The ranks of feudalistic system
The feudal system of the Middle Ages was like a pyramid of power with specific hierarchy. At the bottom of the pyramid, there were serfs, peasants and villeins. The descending order of the pyramid of power of feudal system was the king, members of nobility, knights, archbishop, freemen, yeomen, servants, serfs, peasants, villeins.
However, it was possible, but very rare, for anyone of any class to attain higher ranks. Medieval squires, freemen and yeomen aspired to become knight. On the other hand, a knight who could prove his valiant attitude during a war or tournament could become so rich and strong that he could join the nobility. In addition, the most powerful and resourceful members of nobility could aspire to become kings through coups.
Feudalism in England
In the year 1066 A.D., the Norman king William the Conqueror defeated the English Anglo-Saxons at the Battle of Hastings. King William established feudalism in England since then. In order to appreciate the support of his Norman allies, he divided the land of England in various big sized manors and distributed those manors to his allies, making them the lords. Each lords got a piece of land that was around 1200 to 1800 acres big and included a forest, a village, a manor house, and a church.
The lords were provided special judicial and hunting privileges and they used to collect taxes and rents from the peasants and serfs for using their land for living and agriculture. Lords had specific duties towards the king. They were required to offer taxes and troops for the king whenever required and demanded.
Under feudalism, every person was expected to pay for the land either in form of taxes and rent, or by working as servant for various chores of the manor. In addition, a person could also provide equipments, weapons or clothes for the soldiers, or could serve as a soldier.
Feudalism and Manorialism
During the times of wars and invasions, troops were raised by Lords and were provided to the king as feudal levy as they had to fulfill their oath of fealty towards the king. Feudalism can be explained as the bigger web of exploitation of serfs and peasants as the king indirectly exploited all serfs with the help of the lords for his own military gains.

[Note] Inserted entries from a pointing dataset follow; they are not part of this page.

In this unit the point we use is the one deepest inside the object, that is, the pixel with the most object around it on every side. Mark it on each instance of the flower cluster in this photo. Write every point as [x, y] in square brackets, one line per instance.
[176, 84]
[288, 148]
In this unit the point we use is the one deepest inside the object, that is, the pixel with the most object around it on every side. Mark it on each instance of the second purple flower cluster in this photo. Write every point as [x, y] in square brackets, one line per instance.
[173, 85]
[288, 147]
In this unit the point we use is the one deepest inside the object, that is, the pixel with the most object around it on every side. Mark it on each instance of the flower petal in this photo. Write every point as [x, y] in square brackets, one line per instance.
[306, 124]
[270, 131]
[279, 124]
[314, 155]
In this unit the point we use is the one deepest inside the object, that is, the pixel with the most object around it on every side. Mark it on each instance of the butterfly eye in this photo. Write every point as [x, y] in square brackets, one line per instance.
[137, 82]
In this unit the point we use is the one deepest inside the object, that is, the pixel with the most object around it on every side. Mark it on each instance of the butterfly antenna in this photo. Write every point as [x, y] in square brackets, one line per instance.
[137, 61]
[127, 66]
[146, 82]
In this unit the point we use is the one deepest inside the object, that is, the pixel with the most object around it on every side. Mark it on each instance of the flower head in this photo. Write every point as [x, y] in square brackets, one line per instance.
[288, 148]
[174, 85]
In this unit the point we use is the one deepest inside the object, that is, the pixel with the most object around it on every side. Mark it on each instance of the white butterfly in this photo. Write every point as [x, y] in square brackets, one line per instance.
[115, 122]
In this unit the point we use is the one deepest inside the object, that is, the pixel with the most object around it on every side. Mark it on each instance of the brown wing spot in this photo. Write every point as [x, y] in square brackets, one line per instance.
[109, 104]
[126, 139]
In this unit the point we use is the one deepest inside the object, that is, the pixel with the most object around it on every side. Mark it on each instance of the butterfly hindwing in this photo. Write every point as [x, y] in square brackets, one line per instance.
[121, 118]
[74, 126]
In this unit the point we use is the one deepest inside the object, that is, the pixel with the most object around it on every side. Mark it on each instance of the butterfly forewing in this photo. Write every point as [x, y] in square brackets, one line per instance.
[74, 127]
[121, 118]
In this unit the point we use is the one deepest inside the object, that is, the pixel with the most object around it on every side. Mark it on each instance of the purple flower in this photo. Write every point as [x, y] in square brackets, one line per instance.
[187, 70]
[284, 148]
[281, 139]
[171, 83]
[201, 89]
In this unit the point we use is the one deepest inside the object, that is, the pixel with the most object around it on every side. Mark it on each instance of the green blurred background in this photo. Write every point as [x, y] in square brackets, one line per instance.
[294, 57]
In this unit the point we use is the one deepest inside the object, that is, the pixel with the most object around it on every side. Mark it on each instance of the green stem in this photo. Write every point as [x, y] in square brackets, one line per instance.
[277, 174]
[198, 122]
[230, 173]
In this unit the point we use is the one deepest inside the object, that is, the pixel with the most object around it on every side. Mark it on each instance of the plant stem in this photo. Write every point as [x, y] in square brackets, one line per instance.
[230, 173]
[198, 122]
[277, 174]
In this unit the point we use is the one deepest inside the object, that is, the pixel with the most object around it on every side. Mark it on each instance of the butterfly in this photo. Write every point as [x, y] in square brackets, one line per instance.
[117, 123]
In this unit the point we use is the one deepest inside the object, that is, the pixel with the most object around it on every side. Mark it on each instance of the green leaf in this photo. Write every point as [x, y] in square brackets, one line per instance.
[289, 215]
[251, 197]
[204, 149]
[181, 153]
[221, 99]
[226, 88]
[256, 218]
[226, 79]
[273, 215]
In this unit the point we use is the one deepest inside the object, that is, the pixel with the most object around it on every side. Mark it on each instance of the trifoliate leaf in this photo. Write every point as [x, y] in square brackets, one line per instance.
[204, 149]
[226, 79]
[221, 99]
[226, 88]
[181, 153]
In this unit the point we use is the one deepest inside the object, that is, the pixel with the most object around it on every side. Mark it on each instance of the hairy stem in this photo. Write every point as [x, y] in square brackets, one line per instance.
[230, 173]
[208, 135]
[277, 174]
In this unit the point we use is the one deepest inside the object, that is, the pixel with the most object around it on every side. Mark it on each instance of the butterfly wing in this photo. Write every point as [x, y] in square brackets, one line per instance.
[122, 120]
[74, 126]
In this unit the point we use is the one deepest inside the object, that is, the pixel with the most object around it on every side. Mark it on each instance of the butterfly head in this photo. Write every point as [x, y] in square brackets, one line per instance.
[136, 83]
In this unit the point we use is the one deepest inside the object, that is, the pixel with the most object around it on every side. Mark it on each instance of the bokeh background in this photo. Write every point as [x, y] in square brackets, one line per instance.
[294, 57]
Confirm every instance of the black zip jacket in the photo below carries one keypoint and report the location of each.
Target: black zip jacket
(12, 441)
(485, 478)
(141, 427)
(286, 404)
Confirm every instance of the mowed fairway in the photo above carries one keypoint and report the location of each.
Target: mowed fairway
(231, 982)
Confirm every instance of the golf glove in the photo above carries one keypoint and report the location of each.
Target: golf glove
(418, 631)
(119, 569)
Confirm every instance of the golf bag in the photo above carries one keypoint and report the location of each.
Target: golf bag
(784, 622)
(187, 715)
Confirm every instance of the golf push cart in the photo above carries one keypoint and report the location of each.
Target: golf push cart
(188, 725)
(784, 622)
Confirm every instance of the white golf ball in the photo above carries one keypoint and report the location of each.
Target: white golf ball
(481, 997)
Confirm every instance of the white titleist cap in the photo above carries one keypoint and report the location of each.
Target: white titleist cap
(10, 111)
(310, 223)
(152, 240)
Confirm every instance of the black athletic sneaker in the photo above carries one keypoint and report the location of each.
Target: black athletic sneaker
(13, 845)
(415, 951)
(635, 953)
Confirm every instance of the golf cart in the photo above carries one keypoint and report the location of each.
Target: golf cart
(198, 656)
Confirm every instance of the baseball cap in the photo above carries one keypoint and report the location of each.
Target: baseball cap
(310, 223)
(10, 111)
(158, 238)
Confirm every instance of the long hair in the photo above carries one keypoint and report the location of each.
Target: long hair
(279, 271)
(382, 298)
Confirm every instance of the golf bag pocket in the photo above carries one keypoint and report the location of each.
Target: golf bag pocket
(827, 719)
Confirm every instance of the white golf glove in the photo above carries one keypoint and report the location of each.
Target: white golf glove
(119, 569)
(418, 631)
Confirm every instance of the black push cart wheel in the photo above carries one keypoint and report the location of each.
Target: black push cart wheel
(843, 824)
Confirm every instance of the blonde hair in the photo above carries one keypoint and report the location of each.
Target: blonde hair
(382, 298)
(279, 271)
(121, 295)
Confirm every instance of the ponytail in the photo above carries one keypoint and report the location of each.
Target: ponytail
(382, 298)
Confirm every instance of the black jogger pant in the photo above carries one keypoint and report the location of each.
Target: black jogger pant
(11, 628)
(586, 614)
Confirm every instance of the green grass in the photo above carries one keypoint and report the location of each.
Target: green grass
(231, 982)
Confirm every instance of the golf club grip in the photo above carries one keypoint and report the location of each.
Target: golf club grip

Manorialism represented the economic aspect of feudalism as it was the way to strengthen the feudal state economically. While feudalism explains the political relationship between the king and various lords and members of nobility, manorialism significantly explains the relationship between the Lords and their serfs that were living in his manor as tenants.
Classical feudalism and Vassalage
The classical feudalism was based on a set of reciprocal legal and military obligations among the warriors of nobility. This system was the direct result of a need of security for the members of nobility, but for the serfs as well against the invasions and attacks by barbarians, pagans and Islamic invaders. Each warrior member of nobility was bound to offer help for other members during the time of wars and invasions.
In order to raise troops and other necessities for keeping an army, lords often used to provide land for individuals whom they could trust upon. However, a lord could grant a piece of land to anyone only after declaring him as a vassal. A person could be declared as a vassal by a lord through the commendation ceremony during which, the person aspiring to be a vassal had to pay homage and oath of fealty towards the lord.
Life in a feudal society was very difficult. The members of nobility were expected to provide security for their serfs and they were also expected to provide troops and cash for the king to fulfill their oath of fealty, but this protection was for their own interest as they needed people to work the land.
Members of nobility were rich and during the time of peace, they used to enjoy a leisure life. On the other hand, the peasants and serfs had a troublesome life as they had to work hard and all day long to earn a living and pay the taxes and rents for their lords.